Texas Tornado Cake
This dessert is based on a popular dessert served at Duff’s Famous Smorgasbord in Tennessee back in the 1980s and ’90s. It contains such a whirlwind concoction of ingredients that it’s al- most as if a tornado had blown right through the kitchen.
- Prep Time: 15 minutes
- Cook Time: 45 minutes
- Total Time: 1 hour
- Yield: Serves 16 1x
- Category: Bakery
Ingredients
Scale
- Cake
- 2 cups all-purpose flour, plus extra for the pan
- 1 1/2 cups granulated sugar
- 1 (16-ounce) can fruit cocktail with syrup
- 2 large eggs
- 2 teaspoons baking soda
- 1 teaspoon rum extract
- 1 cup chopped pecans
- 1/4 cup packed light brown sugar
- Icing
- 1 cup sweetened shredded coconut
- 8 tablespoons (1 stick) unsalted butter
- 3/4 cup packed light brown sugar
- 1/2 cup heavy cream
- 1 teaspoon coconut extract
Instructions
- Preheat the oven to 325 degrees F. Grease and flour a 9 × 13-inch baking dish.

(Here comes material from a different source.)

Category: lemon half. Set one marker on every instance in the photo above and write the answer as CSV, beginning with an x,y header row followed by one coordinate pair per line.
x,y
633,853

- For the cake: In a large bowl, stir the flour, sugar, fruit cocktail, eggs, baking soda, and rum extract until combined. Pour into the baking dish. In a small bowl, mix the pecans and brown sugar. Sprinkle over the cake.
- Bake for 40 to 45 minutes or until the cake is golden and a toothpick inserted in the center comes out clean. Transfer the pan to a wire rack.
- For the icing: After the cake is cool, in a small saucepan, combine the coconut, butter, brown sugar, cream, and coconut extract. Bring to a boil over medium heat and cook for 2 minutes, being careful not to let it burn. Spoon the icing over the hot cake. Let the cake cool before slicing and serve.